ACTIVE Research

Belief-Dynamics

Proving that standard multi-agent LLM consensus is mathematically broken under adversarial conditions, and proposing Oracle-Injection Trust (OIT) as the fix -- lifting accuracy from 0% to 64-70%.

status ACTIVE
type Research
started 2024-11-01
stack Python Ollama Cloud API TruthfulQA GSM8K kimi-k2:1T deepseek-v3.1:671B

// DESCRIPTION

The Problem: DeGroot Averaging Guarantees False Consensus

Multi-agent LLM systems are widely promoted as a path to more reliable AI reasoning: let several models debate, then take the consensus. The intuition seems sound. The mathematics, however, is damning. When even a small number of adversarial agents are present in a DeGroot-style averaging network, the mean-preservation property of the update rule mathematically guarantees that the aggregate belief can never cross the decision threshold needed to reach a correct answer. No amount of additional debate rounds helps. The group is trapped in a false-consensus attractor from which it cannot escape. This research begins with that proof and then asks: what does it take to break the attractor?
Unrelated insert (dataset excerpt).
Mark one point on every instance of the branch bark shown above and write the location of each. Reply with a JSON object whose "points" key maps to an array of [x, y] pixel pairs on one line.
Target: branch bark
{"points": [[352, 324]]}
问题背景:DeGroot 平均机制在对抗场景下的数学缺降

多智能体大语言模型(LLM)系统被广泛视为提升 AI 推理可靠性的有效途径——让多个模型相互辩论,最终取共识。这一直觉听上去合理,但数学分析却给出了严酷的结论。当 DeGroot 平均网络中存在哪怕少量对抗性智能体时,更新规则的“均值保持”特性在数学上保证了群体信念永远无法突破判断阈値、得到正确答案。无论进行多少轮额外辩论都无济于事——群体被锁死在虚假共识吸引子中,无法自行逃脱。本研究从这一证明出发,进而追问:打破吸引子到底需要什么?

Approach: Oracle-Injection Trust (OIT)

The proposed solution is conceptually clean: inject a verified oracle belief into the network at strategic intervals. Rather than relying on internal debate to self-correct, OIT sources ground-truth signals from a trusted external oracle and blends them into the multi-agent belief state, breaking the mean-preservation constraint that enables the false-consensus trap. The injection strategy, timing, and oracle selection are all ablated systematically.

Experiments use a 6-model suite running via Ollama Cloud API, spanning the frontier of open-weight models: kimi-k2:1T, deepseek-v3.1:671B, glm-4-0520, glm-4.7 (air), qwen3:235B-A22B, and deepseek-r1:671B. Each model operates as an independent agent with its own belief state. The evaluation harness is TruthfulQA (100 questions selected for adversarial difficulty) combined with GSM8K for arithmetic grounding. A full 6x6 cross-model verification matrix records every pairwise agreement and disagreement, enabling fine-grained analysis of which model families trust each other.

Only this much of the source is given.